Subsequent to the issuance of that opinion three further developments occurred. First, respondent accepted it as a matter of administrative practice and expressly acquiesced in it, 1942-1 C. B. 2, thereby augmenting the obligation of consistency if we would avoid discriminating inequitably among individual taxpayers. Second, the Supreme Court in November 1942 repudiated the theory of the Black case, Helvering v. Stuart, 317 U. S. 154, and thus cast doubt upon the correctness of the Ayer conclusion.2 But thereafter Congress took the third step and in section 134 of the Revenue Act of 1943. see W. C. Cartinhour, 3 T. C. 482, 493, consummated a retroactive legislative repeal of the Stuart case 3 and reinstated the rule exemplified by E. E. Black.4
Under these circumstances, we view the result of the Ayer case as now reestablished, and hence as governing all similar situations, among which we place the present proceeding.

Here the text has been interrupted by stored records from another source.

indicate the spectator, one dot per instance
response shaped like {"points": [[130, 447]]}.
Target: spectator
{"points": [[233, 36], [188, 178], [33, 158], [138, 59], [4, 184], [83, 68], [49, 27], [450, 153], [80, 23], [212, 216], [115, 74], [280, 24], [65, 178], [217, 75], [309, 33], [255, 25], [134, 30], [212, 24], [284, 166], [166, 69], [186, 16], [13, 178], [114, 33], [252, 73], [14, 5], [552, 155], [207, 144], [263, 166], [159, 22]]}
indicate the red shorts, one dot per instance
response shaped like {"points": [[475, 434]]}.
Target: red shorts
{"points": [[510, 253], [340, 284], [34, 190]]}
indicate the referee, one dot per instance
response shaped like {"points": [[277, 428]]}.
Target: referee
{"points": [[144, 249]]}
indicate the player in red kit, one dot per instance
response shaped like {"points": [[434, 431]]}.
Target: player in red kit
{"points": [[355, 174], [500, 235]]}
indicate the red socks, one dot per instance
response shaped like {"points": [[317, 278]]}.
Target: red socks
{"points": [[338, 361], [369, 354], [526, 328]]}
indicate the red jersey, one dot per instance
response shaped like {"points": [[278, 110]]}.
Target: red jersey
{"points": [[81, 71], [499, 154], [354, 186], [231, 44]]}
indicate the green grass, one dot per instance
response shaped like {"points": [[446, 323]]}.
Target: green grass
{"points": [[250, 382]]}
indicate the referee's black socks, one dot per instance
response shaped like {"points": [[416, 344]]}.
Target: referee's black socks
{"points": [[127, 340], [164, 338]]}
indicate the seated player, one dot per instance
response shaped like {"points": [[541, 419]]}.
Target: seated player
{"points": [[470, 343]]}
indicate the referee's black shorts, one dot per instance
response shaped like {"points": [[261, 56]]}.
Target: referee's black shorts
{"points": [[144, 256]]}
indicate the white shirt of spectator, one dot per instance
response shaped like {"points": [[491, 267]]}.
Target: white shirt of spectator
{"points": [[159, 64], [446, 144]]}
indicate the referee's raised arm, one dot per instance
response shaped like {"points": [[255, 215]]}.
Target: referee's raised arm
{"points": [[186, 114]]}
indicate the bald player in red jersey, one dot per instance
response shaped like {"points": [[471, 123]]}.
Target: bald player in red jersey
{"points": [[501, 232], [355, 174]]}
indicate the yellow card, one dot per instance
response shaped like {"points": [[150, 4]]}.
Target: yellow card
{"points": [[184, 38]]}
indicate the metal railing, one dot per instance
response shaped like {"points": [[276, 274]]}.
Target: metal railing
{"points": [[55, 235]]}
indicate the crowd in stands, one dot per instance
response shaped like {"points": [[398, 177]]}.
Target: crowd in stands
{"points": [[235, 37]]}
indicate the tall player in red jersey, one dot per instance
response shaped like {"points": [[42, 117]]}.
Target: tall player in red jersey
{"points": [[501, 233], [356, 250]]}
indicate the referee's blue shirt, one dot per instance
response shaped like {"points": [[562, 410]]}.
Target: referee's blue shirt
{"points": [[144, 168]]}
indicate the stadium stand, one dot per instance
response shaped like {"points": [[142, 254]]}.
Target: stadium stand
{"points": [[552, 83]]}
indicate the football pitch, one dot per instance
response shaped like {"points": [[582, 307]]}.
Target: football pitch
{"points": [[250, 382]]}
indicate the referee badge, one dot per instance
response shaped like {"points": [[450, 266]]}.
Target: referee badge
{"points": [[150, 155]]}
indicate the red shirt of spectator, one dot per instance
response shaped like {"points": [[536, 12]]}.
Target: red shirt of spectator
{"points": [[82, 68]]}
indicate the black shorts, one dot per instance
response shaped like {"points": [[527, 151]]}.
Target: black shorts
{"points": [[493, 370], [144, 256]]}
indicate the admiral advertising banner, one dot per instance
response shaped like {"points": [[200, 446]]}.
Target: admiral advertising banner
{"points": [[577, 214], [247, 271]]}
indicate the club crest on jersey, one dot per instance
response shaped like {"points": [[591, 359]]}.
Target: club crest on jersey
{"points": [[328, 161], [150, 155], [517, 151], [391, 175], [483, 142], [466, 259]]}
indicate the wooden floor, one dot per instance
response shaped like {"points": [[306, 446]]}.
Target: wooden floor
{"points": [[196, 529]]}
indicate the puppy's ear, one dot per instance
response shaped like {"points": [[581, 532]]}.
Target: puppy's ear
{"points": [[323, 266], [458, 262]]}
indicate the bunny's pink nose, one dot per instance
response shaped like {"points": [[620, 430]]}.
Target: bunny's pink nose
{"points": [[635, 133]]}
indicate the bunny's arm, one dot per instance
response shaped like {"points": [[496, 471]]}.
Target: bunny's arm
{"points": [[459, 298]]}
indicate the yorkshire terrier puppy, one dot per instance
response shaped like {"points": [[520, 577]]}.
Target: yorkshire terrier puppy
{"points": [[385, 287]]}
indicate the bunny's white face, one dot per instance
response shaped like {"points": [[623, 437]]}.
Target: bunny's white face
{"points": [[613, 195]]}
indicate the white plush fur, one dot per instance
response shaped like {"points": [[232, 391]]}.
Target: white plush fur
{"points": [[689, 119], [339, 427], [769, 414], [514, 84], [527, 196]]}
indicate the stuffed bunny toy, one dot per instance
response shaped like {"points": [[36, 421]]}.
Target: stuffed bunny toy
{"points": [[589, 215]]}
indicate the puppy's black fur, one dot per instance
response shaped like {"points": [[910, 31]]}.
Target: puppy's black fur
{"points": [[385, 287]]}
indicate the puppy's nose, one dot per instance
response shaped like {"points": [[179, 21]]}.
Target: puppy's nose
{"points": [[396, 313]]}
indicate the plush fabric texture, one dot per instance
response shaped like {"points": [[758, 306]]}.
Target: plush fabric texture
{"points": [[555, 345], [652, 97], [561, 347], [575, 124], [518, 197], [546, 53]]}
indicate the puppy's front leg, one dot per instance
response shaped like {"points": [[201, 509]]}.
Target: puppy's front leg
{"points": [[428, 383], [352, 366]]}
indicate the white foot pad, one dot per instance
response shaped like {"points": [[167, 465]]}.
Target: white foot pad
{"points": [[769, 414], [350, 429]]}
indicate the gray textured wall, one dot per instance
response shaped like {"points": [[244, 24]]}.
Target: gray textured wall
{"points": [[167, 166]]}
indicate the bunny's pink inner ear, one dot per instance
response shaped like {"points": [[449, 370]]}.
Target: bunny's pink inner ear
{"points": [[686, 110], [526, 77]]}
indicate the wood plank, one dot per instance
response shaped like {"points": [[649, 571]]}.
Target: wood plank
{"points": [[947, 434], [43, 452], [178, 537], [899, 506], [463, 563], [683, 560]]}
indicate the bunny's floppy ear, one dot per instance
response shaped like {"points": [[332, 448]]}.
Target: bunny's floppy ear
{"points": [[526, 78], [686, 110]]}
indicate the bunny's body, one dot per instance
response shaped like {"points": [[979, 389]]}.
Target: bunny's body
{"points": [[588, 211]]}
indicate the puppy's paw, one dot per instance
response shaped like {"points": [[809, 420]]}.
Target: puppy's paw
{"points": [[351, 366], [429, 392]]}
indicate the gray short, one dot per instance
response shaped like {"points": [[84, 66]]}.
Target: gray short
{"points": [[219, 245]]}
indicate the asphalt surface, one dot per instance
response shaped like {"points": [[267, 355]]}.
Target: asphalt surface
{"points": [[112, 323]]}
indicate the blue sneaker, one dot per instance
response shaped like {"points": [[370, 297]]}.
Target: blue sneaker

Respondent seeks to emphasize the clause of this trust instrument which refers to the grantor’s “belief that, during the term of this trust, it would be desirable to maintain the property at 314 Summit Avenue, Syracuse, New York (if acquired as part of the trust estate) as the home for his said children, until the yo ingest has become twenty-one years of age.” Aside from the quite evident intention to limit this provision to the contingency of the grantor’s death, the failure to acquire the property as part of the trust estate eliminates the necessary condition precedent to the application of the provision. Frank E. Wolcott, 42 B. T. A. 1151. Giving due consideration to the entire situation and applying the principle of Frederick Ayer, supra, we conclude that the trust income is not taxable to petitioner, and that respondent’s determination was in error.
Reviewed by the Court.
Decision will be entered under Rule 60-.